Berlin - Tempelhofer Feld und ehemaliges Flughafenareal

  • Hochhäuser und Experimentalarchitektur zum Wohnen in Tempelhof finde ich genau passend, das Gebiet ist citynah, und wir brauchen massiv Wohnraum angesichts steigender Mieten. Man kann auch kein Banlieue in der Mitte der Stadt haben. :gutenacht:

  • Warum nicht citynah? Damit die Cappuccino trinkenden Hipster vom Prenzlauer Berg nicht mit dem Anblick von Beton und Prekariat belästigt werden? Wer Banlieues mit allen bekannten Problemen offenbar in Kauf nimmt, um einfach möglichst viele Menschen billig in Wohnmaschinen unterzubringen, der soll die Folgen seiner Politik wenigstens täglich mitbekommen. Soviel soziale Gerechtigkeit sollte schon sein. Und zu moderner "Experimentalarchitektur" besteht ja an vielen Ecken der Stadt ausreichend Gelegenheit. Was dabei herauskommt, kann man derzeit übrigens live im Quartier vor dem Berliner Hauptbahnhof bestaunen.

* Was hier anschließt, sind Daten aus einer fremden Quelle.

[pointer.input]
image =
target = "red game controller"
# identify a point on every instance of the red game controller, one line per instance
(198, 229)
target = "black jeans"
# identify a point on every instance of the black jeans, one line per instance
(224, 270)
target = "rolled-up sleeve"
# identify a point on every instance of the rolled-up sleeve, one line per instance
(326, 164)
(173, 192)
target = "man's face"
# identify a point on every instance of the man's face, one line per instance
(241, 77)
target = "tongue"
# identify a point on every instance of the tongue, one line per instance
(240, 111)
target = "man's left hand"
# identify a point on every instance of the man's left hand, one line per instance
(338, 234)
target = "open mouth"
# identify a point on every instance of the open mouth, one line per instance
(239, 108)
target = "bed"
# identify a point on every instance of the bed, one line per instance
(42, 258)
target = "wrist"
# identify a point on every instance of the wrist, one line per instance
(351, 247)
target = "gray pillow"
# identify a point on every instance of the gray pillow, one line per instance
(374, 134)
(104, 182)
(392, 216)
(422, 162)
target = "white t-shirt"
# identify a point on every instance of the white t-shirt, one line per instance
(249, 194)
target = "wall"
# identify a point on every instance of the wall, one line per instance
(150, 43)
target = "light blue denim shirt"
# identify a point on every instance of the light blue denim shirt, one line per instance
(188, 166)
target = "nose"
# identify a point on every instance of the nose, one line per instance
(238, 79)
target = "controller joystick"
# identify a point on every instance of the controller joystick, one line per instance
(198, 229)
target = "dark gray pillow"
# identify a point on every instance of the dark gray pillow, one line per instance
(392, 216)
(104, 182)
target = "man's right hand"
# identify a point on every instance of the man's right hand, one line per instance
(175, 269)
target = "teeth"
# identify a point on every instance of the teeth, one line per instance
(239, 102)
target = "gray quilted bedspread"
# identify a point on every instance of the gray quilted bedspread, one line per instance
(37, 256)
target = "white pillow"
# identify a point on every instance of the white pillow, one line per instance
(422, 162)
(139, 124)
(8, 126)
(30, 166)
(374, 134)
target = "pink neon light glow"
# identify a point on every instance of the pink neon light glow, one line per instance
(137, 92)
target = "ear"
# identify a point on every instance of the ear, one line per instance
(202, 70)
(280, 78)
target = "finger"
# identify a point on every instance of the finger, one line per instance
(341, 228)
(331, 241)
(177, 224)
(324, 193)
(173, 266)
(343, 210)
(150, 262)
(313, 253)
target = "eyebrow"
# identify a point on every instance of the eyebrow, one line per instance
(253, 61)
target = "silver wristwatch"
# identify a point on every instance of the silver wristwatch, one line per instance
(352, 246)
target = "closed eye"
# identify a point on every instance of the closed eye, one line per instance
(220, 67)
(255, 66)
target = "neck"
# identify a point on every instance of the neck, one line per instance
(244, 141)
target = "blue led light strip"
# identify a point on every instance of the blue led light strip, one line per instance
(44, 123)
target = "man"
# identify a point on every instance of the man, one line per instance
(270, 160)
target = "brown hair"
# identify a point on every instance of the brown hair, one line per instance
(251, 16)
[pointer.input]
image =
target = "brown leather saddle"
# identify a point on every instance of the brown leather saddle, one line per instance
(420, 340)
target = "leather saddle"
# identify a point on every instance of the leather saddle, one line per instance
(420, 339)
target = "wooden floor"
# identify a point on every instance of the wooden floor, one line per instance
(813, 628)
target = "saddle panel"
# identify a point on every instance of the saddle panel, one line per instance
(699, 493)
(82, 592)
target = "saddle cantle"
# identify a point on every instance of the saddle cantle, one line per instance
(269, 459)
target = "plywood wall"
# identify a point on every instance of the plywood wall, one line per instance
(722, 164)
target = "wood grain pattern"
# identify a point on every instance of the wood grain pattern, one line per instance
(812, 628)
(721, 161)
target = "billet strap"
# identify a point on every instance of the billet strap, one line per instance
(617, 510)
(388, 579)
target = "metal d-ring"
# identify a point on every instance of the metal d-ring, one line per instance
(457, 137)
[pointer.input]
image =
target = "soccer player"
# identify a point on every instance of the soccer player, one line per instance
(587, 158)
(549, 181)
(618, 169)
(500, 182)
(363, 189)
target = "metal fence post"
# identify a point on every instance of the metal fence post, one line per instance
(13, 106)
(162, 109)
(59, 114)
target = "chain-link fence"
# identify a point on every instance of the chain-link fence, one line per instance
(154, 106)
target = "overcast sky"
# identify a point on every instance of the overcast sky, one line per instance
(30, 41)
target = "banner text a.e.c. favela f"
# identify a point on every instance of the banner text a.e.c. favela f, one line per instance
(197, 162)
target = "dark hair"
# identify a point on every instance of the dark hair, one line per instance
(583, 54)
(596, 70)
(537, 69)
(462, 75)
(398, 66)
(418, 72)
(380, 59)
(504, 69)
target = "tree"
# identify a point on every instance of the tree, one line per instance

  • Wer weitere qualifizierte Argumente und sonstige interessante Gehirnblüten in die Diskussion einbringen mag, kann dies beim aktuellen Online-Beteiligungsverfahren zur Bebauung des südwestlichen Abschnitts im Winkel von Tempelhofer Damm und Ringbahn zum Besten geben.

    http://www.stadtentwicklung.berlin.de/planen/b-planv…ehbb/tempelhof/


    Als Beurteilungsgrundlage mag auch dieser Beitrag des Stadtentwicklungssenators samt Hintergrundinformationen dienen:
    Warum das Tempelhofer Feld bebaut werden sollte – ein Gastbeitrag von Senator Michael Müller (SPD) - Berliner Zeitung

    Schön ist das, was ohne Begriff allgemein gefällt.
    (Immanuel Kant)

  • Seltsamerweise scheint es auch funktionierende "Wohnmaschinen" zu geben, beispielsweise gleich bei mir um die Ecke den Wohnkomplex in Asemwald - siehe auch diesen Artikel

    Soziale Probleme sind also nicht unbedingt an die Wohnform oder die Lage innerhalb der Stadt gebunden (siehe auch Brüssel, wo die gefährlichsten Viertel ja im Norden und Westen der Innenstadt liegen und abgesehen vom Erhaltungszustand architektonisch reizvoll sind). Das aber nur als kurze Randbemerkung.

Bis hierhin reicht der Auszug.